Lefse

Marshall Olson's Countryside Lefse in Blair starts out with fresh potatoes.

BLAIR — A half-century after Marshall Olson’s parents started the business, production continues to increase at Countryside Lefse in Blair as the traditional Norwegian food item becomes more than a holiday season favorite.

Sales of lefse, which is made with potatoes and looks like a tortilla, still peak from October to December because many people buy it for the holiday season.

Sales used to drop off sharply after the holiday season, said Olson, who with his wife Amy owns the business that his parents, Ronald and Bernice Olson, started in 1967.

“The stores have done such a good job of making lefse available,” Olson said. “They continue to display it year-round, and customers see it and pick it up.” Lefse has become more of a year-round product in the past 20 years, he said.

Countryside Lefse uses more than 250,000 pounds of russet potatoes a year to make its lefse, up from 150,000 pounds about 15 years ago. The potatoes arrive at the lefse plant in 50-pound bags that are kept in a potato cooler.

Lefse

Nicole Flynn, left, rolls out the lefse, and Dianne Stenberg turns it on a griddle at Countryside Lefse in Blair.

The potatoes go through a commercial-size potato peeler. Then they are cooked, drained, cooled, diced in a grinder and mixed with flour, water, nonfat dry milk, salt and soybean oil.

Biscuit-shaped balls of the mixture are kept in a cooler until it’s time to roll each one into a tortilla-like circle and bake it on a griddle. After the lefse cools, it’s cut into a triangular shape and packaged.

“The majority of commercial lefse that you see in stores is made with instant potatoes” by other companies, Olson said. But Countryside Lefse’s product is made with fresh potatoes, which results in “better taste and better moisture,” he said.

“Lefse can be too dry,” Olson said. Countryside Lefse has always used russet potatoes because, he said, “It provides a good taste, and lefse made with russets seems to hold the moisture well.”

Most of Countryside’s Lefse’s product goes to grocery stores in the La Crosse and Eau Claire areas, and to distributors who in turn supply grocery stores mostly in the Midwest. “We’re in a lot of Twin Cities grocery stores,” Olson said.

Countryside Lefse also sells to some Midwestern restaurants, such as Osseo-based Norske Nook. And lots of Countryside Lefse is served by food concessionaires and a church at the annual Nordic Fest celebration in Decorah, Iowa.

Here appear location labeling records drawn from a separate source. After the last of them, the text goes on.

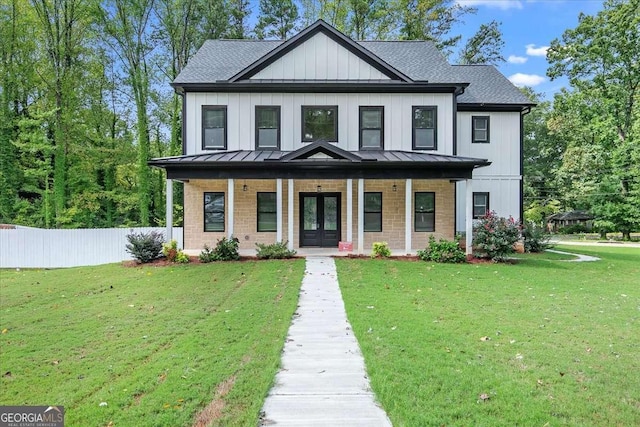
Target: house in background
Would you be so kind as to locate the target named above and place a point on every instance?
(579, 220)
(321, 139)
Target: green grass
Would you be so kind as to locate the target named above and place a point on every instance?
(563, 343)
(157, 344)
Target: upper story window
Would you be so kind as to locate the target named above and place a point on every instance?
(480, 205)
(214, 127)
(371, 128)
(213, 211)
(267, 127)
(319, 123)
(480, 129)
(425, 211)
(425, 120)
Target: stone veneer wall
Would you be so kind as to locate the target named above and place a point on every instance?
(245, 215)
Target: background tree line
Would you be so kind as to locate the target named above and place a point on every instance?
(85, 99)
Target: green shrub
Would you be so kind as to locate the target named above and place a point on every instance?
(145, 247)
(182, 258)
(380, 250)
(494, 237)
(225, 250)
(573, 229)
(535, 237)
(207, 254)
(170, 250)
(276, 250)
(442, 251)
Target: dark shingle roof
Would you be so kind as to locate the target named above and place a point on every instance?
(219, 60)
(487, 86)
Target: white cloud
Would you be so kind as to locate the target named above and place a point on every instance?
(498, 4)
(532, 50)
(520, 79)
(514, 59)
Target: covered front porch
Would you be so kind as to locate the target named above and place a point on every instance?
(321, 197)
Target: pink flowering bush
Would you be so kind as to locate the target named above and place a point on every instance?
(494, 237)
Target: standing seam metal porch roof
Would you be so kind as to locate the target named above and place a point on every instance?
(333, 163)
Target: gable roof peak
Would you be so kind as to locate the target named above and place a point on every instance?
(321, 26)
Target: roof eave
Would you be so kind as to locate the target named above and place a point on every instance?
(320, 87)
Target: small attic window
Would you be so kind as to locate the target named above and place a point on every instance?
(319, 123)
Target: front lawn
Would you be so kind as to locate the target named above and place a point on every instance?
(541, 342)
(154, 346)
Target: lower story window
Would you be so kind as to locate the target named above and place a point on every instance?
(267, 212)
(425, 211)
(213, 211)
(373, 211)
(480, 204)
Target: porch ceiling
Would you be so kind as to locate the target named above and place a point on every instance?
(334, 163)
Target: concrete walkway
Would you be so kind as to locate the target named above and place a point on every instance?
(322, 381)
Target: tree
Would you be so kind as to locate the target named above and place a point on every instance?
(126, 25)
(542, 158)
(238, 11)
(277, 19)
(601, 58)
(64, 26)
(432, 20)
(484, 47)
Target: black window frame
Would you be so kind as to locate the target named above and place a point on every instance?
(435, 126)
(323, 107)
(473, 201)
(279, 126)
(258, 211)
(416, 212)
(473, 129)
(204, 209)
(206, 108)
(380, 129)
(364, 226)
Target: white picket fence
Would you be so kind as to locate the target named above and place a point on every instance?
(25, 247)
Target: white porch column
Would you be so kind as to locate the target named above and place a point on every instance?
(349, 210)
(408, 211)
(230, 209)
(290, 214)
(279, 210)
(360, 216)
(469, 217)
(169, 211)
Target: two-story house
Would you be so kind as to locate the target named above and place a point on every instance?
(321, 139)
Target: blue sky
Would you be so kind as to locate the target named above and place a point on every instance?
(528, 26)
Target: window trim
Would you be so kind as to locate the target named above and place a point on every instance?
(473, 201)
(279, 127)
(324, 107)
(381, 128)
(473, 130)
(433, 108)
(258, 212)
(205, 108)
(415, 211)
(364, 208)
(204, 211)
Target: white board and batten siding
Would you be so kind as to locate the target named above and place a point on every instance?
(241, 117)
(503, 149)
(502, 178)
(319, 58)
(45, 248)
(503, 198)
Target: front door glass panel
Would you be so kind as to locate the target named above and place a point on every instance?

The Blair business has offered telephone sales to customers around the nation for many years, and online sales for the past several years. “People buy from us online because of word of mouth,” Olson said. “They can go online and read reviews. People like the fact that we use real potatoes and that our lefse is hand-rolled.”

Countryside Lefse’s online customers include actor Kevin Sorbo, who starred as Hercules in the television series “Hercules: The Legendary Journeys” from 1995 to 1999.

The Blair company sells lefse under its own Countryside Lefse and Hungry Troll labels. It also makes lefse for a few other companies that is sold under their labels.

There are several lefse-making businesses in Minnesota, Olson said, but he knows of no others in Wisconsin. “There might be a small one somewhere” that he doesn’t know about, he said. “There used to be a few small ones here and there” in Wisconsin.

Countryside Lefse employs more than 20 people throughout the year, and as many as 30 during the busy fall season.

Olson’s parents started the business in 1967 in the basement of their Countryside Drive-in in Blair. “They needed to have a product in the off-season because it got so quiet in the fall” at the drive-in, he said.

The lefse business moved in the late 1960s to a former meat locker in downtown Blair. An electrical fire destroyed that building on Jan. 23, 2003.

After that, Countryside Lefse operated temporarily in the former Gopher Glove building in Independence until its new Blair plant opened in October 2003 at 1101 E. Broadway St. It’s in an industrial park on the community’s east side.

The plant is larger and has a better layout than the previous Blair location.

Olson said he and his wife decided to build the current plant after the fire because “I wasn’t ready to retire.”

Olson, who is 61, still isn’t ready to retire. He plans to work at least until he is 70. And he is optimistic that at least one of the Olsons’ four daughters will eventually take over Countryside Lefse.